In an interview with Middle East Eye, he warned that such a move could scupper the free trade agreement between the UK and the six countries of the Gulf Cooperation Council (which includes Kuwait) due to be signed by the end of the year.
During a meeting with her Israeli counterpart, Yair Lapid, on the margins of the United Nations General Assembly meetings in September, Truss said that she might move the British embassy to Jerusalem.
A Downing Street spokesperson added that Truss was “reviewing the current location of the embassy in Tel Aviv”.
Britain has long maintained its embassy in Israel in Tel Aviv, even after Israel declared Jerusalem as its capital, as part of a longstanding policy that the city’s final status should be decided following negotiations.
Israel occupied Jerusalem’s eastern neighbourhoods in the 1967 Middle East war, and Palestinians maintain that East Jerusalem should be the capital of a future Palestinian state.
Labour opposes proposed move of UK embassy in Israel to Jerusalem
Shaheen, a prominent MP from the country’s biggest political bloc, the Muslim Brotherhood-affiliated Islamic Constitutional Movement, said Kuwait’s parliament could respond to the move by voting against the UK-GCC free trade agreement. “If an agreement is presented to us, we must look at the positions of the governments of these countries regarding the Arab and Islamic issues when we vote,” he said.
The potential move highlighted “a blatant and continuous bias by the successive British administrations to the Israeli occupation”, he said.
Christian church leaders in Jerusalem warned last week that the British government’s plans would be a “further impediment to advancing the already moribund peace process”.
Muslim leaders in Jerusalem have written to King Charles III condemning the move, which has also been criticised by William Hague, a former leader of the now-ruling Conservative party headed by Truss.
During the Conservative party conference last week, Ahmed Aboul Gheit, the secretary-general of the Arab League, urged British Foreign Secretary James Cleverly during a speech given via video link to “refrain from taking any illegal action”.
“I take this opportunity to express our concern over the recent statements by Prime Minister Truss on reviewing the location of the UK embassy in Israel,” said Gheit, an Egyptian former diplomat.
“I reiterate our rejection and condemnation of any unilateral decisions that might breach the legal or the historical status of the holy city of Jerusalem or to recognise Jerusalem as the capital of Israel, which is the occupying power according to international law.”
But Shaheen faulted the official Arab and Islamic response to Truss’s initiative, describing them as “still shy and modest so far” and urging more serious and practical action.
“I call upon Arab and Muslim governments… to think of economic steps that combat and counter and perhaps deter these steps before taking them.

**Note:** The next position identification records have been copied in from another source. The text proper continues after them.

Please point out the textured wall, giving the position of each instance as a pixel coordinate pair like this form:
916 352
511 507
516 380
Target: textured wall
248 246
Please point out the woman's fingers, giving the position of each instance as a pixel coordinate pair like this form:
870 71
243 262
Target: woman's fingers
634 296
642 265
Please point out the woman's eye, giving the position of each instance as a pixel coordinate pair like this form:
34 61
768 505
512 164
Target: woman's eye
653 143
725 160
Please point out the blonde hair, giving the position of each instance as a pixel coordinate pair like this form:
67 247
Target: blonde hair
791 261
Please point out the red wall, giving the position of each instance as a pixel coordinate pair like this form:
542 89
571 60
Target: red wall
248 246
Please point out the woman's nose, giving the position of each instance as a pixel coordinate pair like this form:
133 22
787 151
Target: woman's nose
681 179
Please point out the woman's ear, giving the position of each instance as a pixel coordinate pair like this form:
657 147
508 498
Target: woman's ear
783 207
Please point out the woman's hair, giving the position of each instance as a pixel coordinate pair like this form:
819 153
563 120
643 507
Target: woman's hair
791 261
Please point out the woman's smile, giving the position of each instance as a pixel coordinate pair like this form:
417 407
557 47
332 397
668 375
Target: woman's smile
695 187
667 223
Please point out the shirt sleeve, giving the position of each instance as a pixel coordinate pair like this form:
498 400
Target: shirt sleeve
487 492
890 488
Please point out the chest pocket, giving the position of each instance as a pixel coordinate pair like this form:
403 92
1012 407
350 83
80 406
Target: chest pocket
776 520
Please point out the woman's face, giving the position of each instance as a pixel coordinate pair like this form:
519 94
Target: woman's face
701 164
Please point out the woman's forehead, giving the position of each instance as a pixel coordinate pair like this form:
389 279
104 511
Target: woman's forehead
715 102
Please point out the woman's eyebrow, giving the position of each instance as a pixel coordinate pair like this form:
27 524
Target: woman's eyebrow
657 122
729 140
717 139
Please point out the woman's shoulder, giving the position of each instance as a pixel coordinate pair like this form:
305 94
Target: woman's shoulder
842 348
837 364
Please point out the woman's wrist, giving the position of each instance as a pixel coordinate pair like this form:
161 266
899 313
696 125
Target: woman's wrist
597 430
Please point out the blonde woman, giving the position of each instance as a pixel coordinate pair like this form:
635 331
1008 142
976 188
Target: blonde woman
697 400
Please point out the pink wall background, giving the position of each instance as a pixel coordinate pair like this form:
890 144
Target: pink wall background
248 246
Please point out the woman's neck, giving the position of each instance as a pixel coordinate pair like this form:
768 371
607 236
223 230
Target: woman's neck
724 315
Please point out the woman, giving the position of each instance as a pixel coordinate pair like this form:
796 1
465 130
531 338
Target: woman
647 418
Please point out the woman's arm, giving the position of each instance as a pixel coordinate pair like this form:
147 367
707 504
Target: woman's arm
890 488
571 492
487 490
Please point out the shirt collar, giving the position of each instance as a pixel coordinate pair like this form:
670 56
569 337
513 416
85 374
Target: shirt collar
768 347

They are legitimate weapons, and they should be used for matters of great importance.”
If the British embassy is moved, Truss would be following in the footsteps of former US President Donald Trump who, in defiance of international law, moved the American embassy to Jerusalem in 2017, a move that formally recognised Israel’s sovereignty over the city.
Truss had also previously vowed a further crackdown on the international boycott movement, backing a bill to prevent public bodies, including local councils, from joining the Boycott, Divestment and Sanctions campaign to divest funds from Israel for its illegal activities in the occupied territories.